В этот вечер я, как никогда, сильно чувствовал моральную оправданность того, что мы делаем. Самостийность, германцы, желто-голубое знамя – все в конце концов пустяки. Самое главное, какой угодно ценой и, ни перед чем не останавливаясь, спасти Южную Россию от большевизма. Все остальное поправимо. Раз немцы здесь, надо действовать с немцами.
Не раз долго и откровенно говорил я с капитаном Артопеусом (его летом произвели в этот чин). Ни я, ни он друг друга не обманывали. Цели у нас пока разные, но враг сейчас общий. Однажды я рассказал капитану о Делагарди и Скопине-Шуйском – не для сравнения, понятно. Кандидатом в психиатрическую лечебницу я не был. Просто мне казалось, что в настроениях русских людей того времени, бившихся против «воров» бок о бок с пришельцами-шведами, должно было быть что-то общее с нашими переживаниями во время украинско-германских экспедиций.
Перейду теперь к отношению или, вернее, к обращению германских войск с крестьянами. В этом отношении существует не только большевистский, но, насколько я мог наблюдать и слышать, добровольческий[235] трафарет. Сожжение целых сел, расстрелы, реквизиции, грабежи, насилование женщин… Когда при мне говорили о всем этом, я неизменно спрашивал:
– Где, кто, когда?
В отношении германцев конкретных данных мне так и не пришлось услышать (австрийские войска, по-видимому, в отдельных случаях допускали беззакония и не оправдываемые военной необходимостью деяния). Защищать честь германской армии совсем не входит в мою задачу. Отрицать те безобразные жестокости, которые немецкие войска творили, например, в Сербии, я не могу, да и не собираюсь. Пишу просто, как «свидетель истории» и как таковой по совести должен сказать – в Лубенском уезде немецкие части вели себя превосходно. Я видел их изо дня в день, наблюдал во время походов, на ночлегах, в казарменной обстановке. Не раз говорил о германцах с крестьянами – и в восемнадцатом году и позже, при добровольцах, когда о каком-нибудь подлаживании не могло быть и речи. В начале 1920 г. в Донской области один пожилой мужик на мою просьбу сказать совершенно откровенно, какая из менявшихся властей, по его мнению, лучше всех себя вела, ответил кратко:
– Немцы[236].
Как ни обидно для самолюбия, но я лично считаю, что этот крестьянин прав.

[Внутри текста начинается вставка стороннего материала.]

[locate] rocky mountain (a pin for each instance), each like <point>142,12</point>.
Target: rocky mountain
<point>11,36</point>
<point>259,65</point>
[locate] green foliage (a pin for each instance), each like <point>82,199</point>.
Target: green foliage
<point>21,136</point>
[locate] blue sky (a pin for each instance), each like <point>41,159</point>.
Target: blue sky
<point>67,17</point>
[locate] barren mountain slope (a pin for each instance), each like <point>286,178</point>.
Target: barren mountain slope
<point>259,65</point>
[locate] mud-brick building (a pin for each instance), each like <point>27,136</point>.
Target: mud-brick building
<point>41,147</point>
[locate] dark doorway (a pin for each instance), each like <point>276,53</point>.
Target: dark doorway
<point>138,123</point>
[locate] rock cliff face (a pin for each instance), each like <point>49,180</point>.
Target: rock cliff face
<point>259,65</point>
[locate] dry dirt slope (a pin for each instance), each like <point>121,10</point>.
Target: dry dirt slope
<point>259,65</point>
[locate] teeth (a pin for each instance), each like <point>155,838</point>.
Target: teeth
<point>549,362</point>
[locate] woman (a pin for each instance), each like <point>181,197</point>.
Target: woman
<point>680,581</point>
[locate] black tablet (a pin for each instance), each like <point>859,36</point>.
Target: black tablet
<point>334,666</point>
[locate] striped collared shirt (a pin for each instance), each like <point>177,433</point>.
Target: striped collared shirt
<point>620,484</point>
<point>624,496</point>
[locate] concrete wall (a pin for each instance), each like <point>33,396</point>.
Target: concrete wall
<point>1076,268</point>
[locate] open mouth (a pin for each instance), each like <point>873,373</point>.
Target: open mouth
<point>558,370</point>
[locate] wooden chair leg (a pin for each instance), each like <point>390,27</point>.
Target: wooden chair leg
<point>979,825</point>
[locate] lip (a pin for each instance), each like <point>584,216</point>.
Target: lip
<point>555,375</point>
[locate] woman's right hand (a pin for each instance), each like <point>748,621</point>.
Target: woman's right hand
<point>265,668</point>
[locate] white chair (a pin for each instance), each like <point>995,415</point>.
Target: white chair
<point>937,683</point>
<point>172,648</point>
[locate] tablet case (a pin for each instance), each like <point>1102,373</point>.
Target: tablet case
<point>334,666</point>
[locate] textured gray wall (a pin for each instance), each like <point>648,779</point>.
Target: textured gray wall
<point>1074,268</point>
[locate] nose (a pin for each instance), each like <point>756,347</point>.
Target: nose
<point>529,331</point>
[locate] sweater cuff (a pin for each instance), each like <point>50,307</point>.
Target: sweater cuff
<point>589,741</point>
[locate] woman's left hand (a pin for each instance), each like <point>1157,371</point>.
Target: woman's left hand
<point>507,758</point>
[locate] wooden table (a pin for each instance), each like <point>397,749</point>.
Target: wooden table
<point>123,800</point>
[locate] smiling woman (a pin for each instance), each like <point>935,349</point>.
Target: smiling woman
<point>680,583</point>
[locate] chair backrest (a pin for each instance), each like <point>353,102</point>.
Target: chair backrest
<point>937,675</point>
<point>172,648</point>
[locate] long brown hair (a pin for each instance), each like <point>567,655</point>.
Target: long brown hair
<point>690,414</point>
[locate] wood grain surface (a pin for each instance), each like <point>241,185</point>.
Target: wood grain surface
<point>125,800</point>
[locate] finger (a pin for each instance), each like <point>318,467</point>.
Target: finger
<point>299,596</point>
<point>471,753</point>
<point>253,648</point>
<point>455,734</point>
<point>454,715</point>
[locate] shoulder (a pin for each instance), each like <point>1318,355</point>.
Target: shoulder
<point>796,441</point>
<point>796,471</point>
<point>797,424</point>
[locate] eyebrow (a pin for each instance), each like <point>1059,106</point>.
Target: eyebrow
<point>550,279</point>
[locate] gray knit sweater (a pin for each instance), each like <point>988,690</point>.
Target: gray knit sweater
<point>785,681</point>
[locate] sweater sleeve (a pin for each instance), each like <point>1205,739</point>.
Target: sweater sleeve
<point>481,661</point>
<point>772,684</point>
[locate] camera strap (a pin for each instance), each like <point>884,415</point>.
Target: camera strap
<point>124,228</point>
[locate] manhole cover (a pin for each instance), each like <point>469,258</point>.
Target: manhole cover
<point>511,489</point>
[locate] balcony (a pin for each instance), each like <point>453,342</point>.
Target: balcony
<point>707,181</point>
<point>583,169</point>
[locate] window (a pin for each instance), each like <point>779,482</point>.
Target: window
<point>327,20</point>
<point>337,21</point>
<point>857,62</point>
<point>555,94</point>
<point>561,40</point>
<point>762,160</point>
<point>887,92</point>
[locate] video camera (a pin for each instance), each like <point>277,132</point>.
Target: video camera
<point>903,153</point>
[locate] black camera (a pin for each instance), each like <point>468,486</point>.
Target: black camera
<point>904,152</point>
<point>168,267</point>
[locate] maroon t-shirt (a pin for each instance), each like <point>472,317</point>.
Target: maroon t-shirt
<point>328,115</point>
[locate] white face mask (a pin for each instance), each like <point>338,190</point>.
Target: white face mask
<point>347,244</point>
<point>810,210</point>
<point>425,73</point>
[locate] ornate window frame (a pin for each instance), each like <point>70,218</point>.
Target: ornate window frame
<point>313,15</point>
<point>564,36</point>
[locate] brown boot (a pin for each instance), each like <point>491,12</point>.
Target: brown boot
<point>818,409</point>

В Лубенском уезде по крайней мере деревенское население менее всего терпело от германских войск. Ни одного случая грабежа мне неизвестно. За реквизируемые продукты и фураж немцы платили по казенной таксе, которая для того времени не явилась слишком низкой. Нечего и говорить о том, что самочинных расстрелов и порки и в помине не было. Отличная дисциплина германских частей в особенности чувствовалась во время стоянок по деревням, где, вообще говоря, люди значительно легче распускаются, чем при казарменном расположении.
С повстанцами германцы дрались и, так же как и мы, рассматривали захваченных с оружием в руках не как воюющую сторону, а как мятежников, надлежащих преданию военно-полевому суду. В Лубенском уезде с повстанцами, оказавшими упорное вооруженное сопротивление, мы столкнулись только однажды в Денисовке. На село германцами была наложена контрибуция, и несколько человек расстреляно по суду. Ни одной хаты сожжено не было. Вообще мне известен лишь один случай[237], когда в качестве репрессии германцы (насколько я знаю, по соглашению с генералом Литовцевым) применили разрушение жилища. После восстания в Денисовке и ряда разбойничьих нападений на хутора, произведенных людьми из банды или, если угодно, из отряда Дробницкого, решено было сжечь его усадьбу в селе Оржице. По просьбе крестьян, боявшихся, чтобы огонь не перекинулся на соседние строения, им разрешили самим разрушить хату и надворные постройки. Часа через три на месте усадьбы осталась груда развалин. Корову Дробницкого и его шарабан передали нам в артиллерийский взвод.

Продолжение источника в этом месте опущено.